R/ Dalam waktu 24 jam setelah melahirkan, payudara sudah terasa lembut dan tidak perih serta puting sudah bebas retak dan kemerahan. Pembesaran payudara, nyeri pada puting, atau puting pecah-pecah dapat terjadi pada hari ke 2 hingga 3 pascapersalinan. R/ Mulai memberikan ASI pada payudara yang tidak nyeri akan mengurangi nyeri dan dapat meningkatkan penyembuhan.
R/ Membantu menjamin kecukupan suplai ASI, mencegah puting pecah-pecah dan cedera, memberikan kenyamanan dan mendukung peran ibu menyusui. R/ Identifikasi dan intervensi dini dapat mencegah/membatasi terjadinya luka atau retakan pada puting susu yang dapat mengganggu proses menyusui.

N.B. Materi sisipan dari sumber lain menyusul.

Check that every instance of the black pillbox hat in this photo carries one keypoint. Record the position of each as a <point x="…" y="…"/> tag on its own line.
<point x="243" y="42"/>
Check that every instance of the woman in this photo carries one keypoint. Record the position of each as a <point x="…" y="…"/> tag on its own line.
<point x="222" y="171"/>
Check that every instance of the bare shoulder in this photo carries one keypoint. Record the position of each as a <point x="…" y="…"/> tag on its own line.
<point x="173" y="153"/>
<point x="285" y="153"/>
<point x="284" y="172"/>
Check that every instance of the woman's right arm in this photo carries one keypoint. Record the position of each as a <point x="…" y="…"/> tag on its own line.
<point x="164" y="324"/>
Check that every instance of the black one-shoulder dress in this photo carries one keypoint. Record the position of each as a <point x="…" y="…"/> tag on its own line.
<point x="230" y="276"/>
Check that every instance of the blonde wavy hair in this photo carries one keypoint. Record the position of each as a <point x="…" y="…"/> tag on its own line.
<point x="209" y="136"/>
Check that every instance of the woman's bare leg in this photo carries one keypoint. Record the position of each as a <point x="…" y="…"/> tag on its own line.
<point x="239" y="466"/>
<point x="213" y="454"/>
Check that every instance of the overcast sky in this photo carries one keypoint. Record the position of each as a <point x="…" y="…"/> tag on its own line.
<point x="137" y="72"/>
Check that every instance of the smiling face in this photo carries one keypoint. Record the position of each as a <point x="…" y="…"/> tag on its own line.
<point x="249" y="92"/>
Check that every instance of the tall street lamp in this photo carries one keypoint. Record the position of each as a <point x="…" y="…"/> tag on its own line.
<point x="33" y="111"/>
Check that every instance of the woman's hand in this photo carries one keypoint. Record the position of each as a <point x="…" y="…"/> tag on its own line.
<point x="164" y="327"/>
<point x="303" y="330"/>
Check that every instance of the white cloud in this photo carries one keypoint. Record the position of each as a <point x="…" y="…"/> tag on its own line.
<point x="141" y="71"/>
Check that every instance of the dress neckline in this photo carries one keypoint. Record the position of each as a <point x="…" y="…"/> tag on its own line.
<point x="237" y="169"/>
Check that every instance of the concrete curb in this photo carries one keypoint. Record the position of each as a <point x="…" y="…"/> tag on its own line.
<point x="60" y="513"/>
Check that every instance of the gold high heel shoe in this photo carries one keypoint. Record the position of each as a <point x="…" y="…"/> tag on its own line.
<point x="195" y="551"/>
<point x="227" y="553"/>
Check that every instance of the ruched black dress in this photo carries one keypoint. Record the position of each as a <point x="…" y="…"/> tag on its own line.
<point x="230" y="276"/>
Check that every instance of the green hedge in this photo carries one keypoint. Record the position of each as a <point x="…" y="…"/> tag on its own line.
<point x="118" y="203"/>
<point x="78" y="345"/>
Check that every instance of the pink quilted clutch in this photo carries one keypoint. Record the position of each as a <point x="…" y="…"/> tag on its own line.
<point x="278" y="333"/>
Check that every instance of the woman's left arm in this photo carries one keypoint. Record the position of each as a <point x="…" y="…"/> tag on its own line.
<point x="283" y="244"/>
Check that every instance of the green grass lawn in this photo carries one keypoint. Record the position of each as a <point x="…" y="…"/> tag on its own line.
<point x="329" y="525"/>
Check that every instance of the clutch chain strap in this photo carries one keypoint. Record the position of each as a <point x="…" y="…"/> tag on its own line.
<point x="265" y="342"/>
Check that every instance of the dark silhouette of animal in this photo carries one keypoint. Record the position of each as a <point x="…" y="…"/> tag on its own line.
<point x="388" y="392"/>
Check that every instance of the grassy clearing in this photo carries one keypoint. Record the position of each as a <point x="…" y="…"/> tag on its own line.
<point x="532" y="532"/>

Kegagalan miometrium untuk berinvolusi pada kecepatan ini atau munculnya nyeri tekan yang ekstrim menunjukkan kemungkinan tertahannya jaringan plasenta atau infeksi.
R/ Lochea biasanya berbau amis, namun pada endometritis sekretnya mungkin bernanah dan berbau busuk, dan mungkin tidak menunjukkan perkembangan normal dari rubra ke serosa ke alba. Pada Langkah 6, rencana perawatan komprehensif seperti yang dijelaskan pada Langkah 5 diterapkan secara efektif dan aman.